Current smokers can obtain NVPs solely to assist in quitting smoking, following a consultation with a medical practitioner and a prescription from a medical practitioner. A person with a prescription can directly import up to 3 months’ supply of NVPs for personal use.

NVPs can only be lawfully supplied by pharmacies in Australia. It is illegal for other Australian retailers (such as tobacconists, ‘vape’ shops and convenience stores) to sell NVPs to consumers, even where the consumer has a valid doctor’s prescription. Nevertheless, vaping products, including NVPs are readily available (illegally) from a large number of convenience and other stores throughout Australia, and are being purchased by minors.

Feedback on the proposed reforms 

  1. Strengthening border controls for NVPs:

The TGA’s preferred option for reform regarding this issue was to end the personal importation scheme and require importers to obtain an import permit.  This was supported by all Australian State/Territory governments and an overwhelming number of public health associations, health professional bodies and individuals. Should this proposal be adopted, any NVPs attempted to be imported without the appropriate import permit would be illegal and any that are identified by Australian Border Force would be seized.
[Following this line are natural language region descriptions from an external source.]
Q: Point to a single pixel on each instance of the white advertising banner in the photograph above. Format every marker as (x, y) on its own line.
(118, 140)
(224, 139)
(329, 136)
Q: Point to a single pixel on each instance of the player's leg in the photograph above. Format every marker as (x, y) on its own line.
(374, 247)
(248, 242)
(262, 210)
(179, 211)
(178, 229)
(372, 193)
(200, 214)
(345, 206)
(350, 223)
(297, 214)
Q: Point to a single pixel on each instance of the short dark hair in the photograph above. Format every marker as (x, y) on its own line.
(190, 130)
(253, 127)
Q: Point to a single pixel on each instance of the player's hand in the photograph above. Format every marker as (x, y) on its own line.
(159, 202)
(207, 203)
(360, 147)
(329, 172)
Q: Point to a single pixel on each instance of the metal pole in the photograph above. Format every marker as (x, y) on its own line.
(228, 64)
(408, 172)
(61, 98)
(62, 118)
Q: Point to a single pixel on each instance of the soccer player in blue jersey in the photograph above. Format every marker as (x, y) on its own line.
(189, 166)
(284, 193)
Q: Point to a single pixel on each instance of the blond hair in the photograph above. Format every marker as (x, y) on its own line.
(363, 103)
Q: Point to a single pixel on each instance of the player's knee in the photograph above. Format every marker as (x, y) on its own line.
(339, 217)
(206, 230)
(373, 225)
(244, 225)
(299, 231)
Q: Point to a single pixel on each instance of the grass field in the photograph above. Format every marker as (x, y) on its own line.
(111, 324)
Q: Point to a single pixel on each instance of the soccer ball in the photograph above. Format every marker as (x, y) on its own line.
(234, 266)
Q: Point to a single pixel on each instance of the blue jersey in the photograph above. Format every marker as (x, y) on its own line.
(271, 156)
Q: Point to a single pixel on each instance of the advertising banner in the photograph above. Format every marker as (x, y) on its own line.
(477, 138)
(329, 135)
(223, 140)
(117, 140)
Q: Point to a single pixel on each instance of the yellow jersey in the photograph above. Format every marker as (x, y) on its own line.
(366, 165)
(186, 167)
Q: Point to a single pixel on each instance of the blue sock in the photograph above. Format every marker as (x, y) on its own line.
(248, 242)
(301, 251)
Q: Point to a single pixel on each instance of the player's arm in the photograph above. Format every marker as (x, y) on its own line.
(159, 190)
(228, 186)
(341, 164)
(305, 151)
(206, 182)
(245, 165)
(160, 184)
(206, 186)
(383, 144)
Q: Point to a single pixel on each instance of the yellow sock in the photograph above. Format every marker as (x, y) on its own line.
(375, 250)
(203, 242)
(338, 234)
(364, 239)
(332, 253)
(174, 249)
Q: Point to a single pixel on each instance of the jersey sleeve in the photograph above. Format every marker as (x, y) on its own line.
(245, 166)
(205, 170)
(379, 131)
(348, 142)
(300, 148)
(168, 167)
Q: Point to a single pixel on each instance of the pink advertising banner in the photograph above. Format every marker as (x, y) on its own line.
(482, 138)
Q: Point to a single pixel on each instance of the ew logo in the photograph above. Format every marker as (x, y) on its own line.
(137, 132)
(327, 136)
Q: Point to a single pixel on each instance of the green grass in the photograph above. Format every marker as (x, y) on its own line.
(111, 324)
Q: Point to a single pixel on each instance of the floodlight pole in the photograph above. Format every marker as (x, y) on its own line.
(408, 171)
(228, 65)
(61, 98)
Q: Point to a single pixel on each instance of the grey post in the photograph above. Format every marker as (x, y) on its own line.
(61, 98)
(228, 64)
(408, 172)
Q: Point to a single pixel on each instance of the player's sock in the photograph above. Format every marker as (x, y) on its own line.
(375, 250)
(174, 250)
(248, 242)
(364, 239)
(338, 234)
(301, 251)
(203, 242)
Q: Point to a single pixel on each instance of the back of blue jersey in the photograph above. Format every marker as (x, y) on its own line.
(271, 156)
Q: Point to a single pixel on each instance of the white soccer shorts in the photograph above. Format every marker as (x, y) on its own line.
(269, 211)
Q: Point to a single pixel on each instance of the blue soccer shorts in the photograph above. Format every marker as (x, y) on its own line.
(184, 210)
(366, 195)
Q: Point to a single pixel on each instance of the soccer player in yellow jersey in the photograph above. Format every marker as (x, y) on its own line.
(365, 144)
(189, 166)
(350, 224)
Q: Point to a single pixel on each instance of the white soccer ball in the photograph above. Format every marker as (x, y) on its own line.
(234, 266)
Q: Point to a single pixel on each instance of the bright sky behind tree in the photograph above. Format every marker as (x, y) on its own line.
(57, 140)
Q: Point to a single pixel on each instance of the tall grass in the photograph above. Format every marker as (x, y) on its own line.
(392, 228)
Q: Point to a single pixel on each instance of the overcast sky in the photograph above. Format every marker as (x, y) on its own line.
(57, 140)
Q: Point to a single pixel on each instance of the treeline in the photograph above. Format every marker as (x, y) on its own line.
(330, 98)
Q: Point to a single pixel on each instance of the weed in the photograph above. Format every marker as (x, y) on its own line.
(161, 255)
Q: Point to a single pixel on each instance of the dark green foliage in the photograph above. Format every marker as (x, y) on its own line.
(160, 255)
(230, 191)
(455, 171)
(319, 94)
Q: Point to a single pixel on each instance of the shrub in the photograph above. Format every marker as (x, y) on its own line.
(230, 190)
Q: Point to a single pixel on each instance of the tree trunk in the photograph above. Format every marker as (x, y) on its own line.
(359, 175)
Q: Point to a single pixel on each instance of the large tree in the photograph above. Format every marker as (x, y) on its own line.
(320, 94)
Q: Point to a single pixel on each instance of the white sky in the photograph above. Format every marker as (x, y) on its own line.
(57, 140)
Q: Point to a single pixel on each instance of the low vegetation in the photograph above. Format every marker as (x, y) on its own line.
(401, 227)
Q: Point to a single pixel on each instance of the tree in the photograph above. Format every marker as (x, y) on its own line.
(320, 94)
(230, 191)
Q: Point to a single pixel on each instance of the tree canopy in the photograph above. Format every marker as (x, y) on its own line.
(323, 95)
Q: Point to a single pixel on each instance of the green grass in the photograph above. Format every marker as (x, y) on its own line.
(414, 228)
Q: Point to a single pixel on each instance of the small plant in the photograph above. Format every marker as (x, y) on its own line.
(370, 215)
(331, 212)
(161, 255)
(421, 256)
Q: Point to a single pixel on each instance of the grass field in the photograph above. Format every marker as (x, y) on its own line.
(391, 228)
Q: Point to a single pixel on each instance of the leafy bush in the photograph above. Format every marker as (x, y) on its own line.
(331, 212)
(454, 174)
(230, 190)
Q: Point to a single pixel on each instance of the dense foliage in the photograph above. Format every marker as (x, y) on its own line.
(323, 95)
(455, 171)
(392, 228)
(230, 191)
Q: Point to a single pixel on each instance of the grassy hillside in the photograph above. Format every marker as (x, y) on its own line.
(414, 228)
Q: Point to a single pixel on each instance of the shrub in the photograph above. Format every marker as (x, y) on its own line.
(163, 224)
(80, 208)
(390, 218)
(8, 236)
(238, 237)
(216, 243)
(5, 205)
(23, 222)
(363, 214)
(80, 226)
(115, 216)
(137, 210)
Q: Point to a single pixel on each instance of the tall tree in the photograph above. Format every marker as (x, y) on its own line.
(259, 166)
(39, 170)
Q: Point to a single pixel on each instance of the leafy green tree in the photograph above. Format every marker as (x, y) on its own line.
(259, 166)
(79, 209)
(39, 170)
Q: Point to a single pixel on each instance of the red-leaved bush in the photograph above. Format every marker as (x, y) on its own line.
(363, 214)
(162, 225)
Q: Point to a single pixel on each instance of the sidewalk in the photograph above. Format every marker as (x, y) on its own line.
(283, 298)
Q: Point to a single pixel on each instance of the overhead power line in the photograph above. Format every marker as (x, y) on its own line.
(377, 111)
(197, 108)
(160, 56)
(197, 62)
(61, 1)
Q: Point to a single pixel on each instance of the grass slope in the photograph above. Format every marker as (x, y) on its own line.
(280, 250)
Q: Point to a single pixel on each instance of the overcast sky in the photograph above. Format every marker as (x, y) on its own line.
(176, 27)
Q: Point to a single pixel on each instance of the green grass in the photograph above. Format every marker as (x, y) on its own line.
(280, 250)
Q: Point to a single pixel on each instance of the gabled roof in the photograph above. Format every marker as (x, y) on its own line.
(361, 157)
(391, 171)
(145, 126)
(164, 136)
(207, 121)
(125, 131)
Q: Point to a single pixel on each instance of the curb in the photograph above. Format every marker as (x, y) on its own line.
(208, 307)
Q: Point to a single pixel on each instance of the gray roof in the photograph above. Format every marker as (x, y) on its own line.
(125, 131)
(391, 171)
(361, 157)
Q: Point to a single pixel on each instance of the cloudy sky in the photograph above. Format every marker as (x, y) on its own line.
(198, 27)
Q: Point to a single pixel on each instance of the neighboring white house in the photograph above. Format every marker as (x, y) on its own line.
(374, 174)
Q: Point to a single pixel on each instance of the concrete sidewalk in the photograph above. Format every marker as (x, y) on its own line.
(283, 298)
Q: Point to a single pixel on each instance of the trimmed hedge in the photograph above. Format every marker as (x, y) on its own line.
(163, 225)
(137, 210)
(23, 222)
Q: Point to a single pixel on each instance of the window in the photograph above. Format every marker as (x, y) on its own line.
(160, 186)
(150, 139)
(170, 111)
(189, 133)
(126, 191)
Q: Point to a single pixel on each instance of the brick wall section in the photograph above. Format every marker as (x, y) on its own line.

Penalties would also apply to the importers.

Many groups also noted that border controls should be placed on non-nicotine vaping products (which was broader than the scope of the consultation).

2. Requiring pre-market TGA assessment of NVPs against minimum quality and safety standards:

The TGA’s preferred option was to require pre-market TGA assessment of NVPs against a product standard specifying certain quality and safety requirements. This was supported by a significant number of State/Territory governments and health professional bodies and individuals.
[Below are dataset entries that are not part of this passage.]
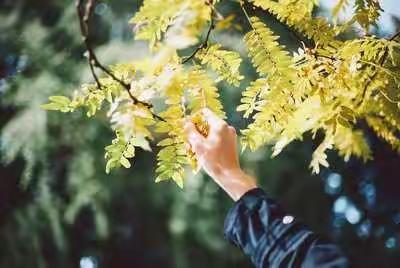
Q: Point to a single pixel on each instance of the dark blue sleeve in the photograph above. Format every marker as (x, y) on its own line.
(258, 226)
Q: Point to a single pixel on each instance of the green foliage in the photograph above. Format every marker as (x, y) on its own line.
(329, 87)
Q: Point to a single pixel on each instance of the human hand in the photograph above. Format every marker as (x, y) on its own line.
(217, 154)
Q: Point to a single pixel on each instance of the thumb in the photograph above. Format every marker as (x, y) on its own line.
(195, 138)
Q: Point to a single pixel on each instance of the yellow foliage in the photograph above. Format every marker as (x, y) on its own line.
(327, 88)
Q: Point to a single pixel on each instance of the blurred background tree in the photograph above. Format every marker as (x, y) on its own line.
(59, 209)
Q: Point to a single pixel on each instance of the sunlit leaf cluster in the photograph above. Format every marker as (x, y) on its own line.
(330, 85)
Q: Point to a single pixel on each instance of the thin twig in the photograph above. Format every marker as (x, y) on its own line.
(381, 64)
(84, 23)
(204, 44)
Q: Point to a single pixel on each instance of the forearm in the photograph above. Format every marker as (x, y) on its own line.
(272, 238)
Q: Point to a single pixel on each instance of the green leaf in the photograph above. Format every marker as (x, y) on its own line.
(125, 162)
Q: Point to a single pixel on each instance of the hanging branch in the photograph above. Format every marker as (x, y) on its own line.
(84, 14)
(381, 64)
(291, 31)
(204, 44)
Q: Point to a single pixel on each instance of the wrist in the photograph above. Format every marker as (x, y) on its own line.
(236, 183)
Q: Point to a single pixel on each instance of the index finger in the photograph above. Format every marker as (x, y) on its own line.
(212, 119)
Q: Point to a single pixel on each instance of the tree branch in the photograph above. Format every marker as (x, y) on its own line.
(381, 64)
(291, 31)
(84, 15)
(204, 44)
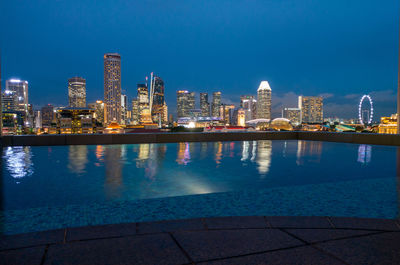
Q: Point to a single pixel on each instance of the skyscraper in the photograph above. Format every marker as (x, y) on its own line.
(311, 109)
(204, 105)
(249, 105)
(77, 92)
(143, 101)
(112, 87)
(292, 114)
(157, 98)
(264, 101)
(185, 102)
(216, 103)
(20, 89)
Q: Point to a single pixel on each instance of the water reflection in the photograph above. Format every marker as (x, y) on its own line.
(364, 154)
(19, 161)
(308, 151)
(77, 158)
(113, 171)
(183, 157)
(260, 151)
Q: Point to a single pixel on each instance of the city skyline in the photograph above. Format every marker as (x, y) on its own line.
(339, 55)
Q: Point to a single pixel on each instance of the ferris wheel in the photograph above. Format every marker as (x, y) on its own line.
(365, 114)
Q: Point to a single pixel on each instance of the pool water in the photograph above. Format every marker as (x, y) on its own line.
(51, 187)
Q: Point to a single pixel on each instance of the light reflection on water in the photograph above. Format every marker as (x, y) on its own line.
(110, 172)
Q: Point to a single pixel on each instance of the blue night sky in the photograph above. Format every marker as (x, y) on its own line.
(340, 49)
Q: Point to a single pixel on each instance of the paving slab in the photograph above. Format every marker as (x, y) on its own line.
(31, 239)
(380, 249)
(318, 235)
(214, 244)
(148, 249)
(102, 231)
(31, 256)
(298, 222)
(170, 226)
(294, 256)
(365, 223)
(236, 222)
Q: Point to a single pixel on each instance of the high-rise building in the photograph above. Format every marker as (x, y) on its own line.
(216, 103)
(249, 105)
(311, 109)
(99, 111)
(48, 115)
(112, 87)
(264, 101)
(77, 92)
(143, 102)
(204, 105)
(185, 102)
(20, 89)
(135, 111)
(292, 114)
(124, 109)
(157, 98)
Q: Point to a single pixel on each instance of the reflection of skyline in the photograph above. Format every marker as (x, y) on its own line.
(19, 161)
(308, 149)
(364, 154)
(77, 158)
(261, 152)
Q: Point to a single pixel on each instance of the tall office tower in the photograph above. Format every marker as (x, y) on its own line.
(143, 101)
(77, 92)
(311, 109)
(99, 111)
(135, 111)
(216, 103)
(264, 101)
(249, 105)
(9, 101)
(292, 114)
(48, 116)
(184, 102)
(204, 105)
(112, 87)
(124, 108)
(157, 98)
(20, 89)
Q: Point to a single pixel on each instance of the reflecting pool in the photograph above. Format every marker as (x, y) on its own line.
(54, 186)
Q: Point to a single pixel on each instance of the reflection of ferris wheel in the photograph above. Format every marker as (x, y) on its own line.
(369, 113)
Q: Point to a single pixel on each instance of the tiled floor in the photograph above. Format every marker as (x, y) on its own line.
(228, 240)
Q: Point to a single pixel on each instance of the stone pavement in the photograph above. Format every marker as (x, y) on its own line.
(221, 240)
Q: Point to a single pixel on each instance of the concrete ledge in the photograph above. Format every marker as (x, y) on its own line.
(135, 138)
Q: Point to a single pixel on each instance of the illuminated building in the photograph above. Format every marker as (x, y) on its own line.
(292, 114)
(143, 101)
(20, 89)
(281, 124)
(157, 99)
(48, 115)
(135, 111)
(249, 105)
(388, 125)
(204, 105)
(216, 103)
(185, 103)
(77, 92)
(99, 111)
(264, 101)
(124, 106)
(226, 113)
(311, 109)
(241, 117)
(75, 120)
(112, 87)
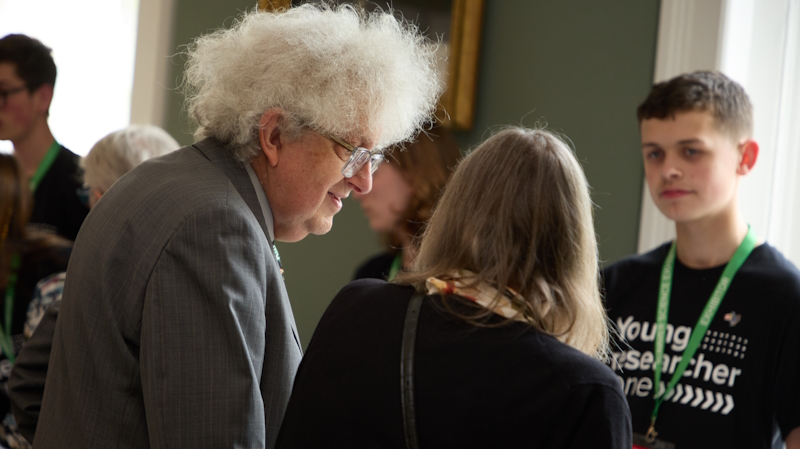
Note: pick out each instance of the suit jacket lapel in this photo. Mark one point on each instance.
(215, 152)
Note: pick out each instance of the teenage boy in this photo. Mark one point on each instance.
(708, 350)
(27, 79)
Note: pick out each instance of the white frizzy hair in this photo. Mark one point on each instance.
(332, 69)
(119, 152)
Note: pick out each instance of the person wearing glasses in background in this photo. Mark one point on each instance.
(27, 79)
(175, 328)
(109, 159)
(402, 197)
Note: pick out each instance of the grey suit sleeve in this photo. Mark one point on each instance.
(26, 384)
(203, 335)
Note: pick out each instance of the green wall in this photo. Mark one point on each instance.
(582, 66)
3. Requiring minimum quality and safety standards for NVPs:

The TGA’s preferred option was to include pharmaceutical-like packaging, warning statements, prohibition or restriction on flavours and certain other ingredients and limits on NVP volume and overall nicotine content.

This was strongly supported by State/Territory governments, health professional bodies and individuals.  There was also significant support for banning disposable NVPs.

4. Clarifying the status of NVPs as ‘therapeutic goods’:

This was generally supported (except by vaping retailers / manufacturers / importers, pro-vaping associations and individual vapers).

Next steps

The TGA has considered the feedback and is now providing advice to the Government on possible options for reform.  The Government will then consider the TGA consultation and advice and implement any legislative changes.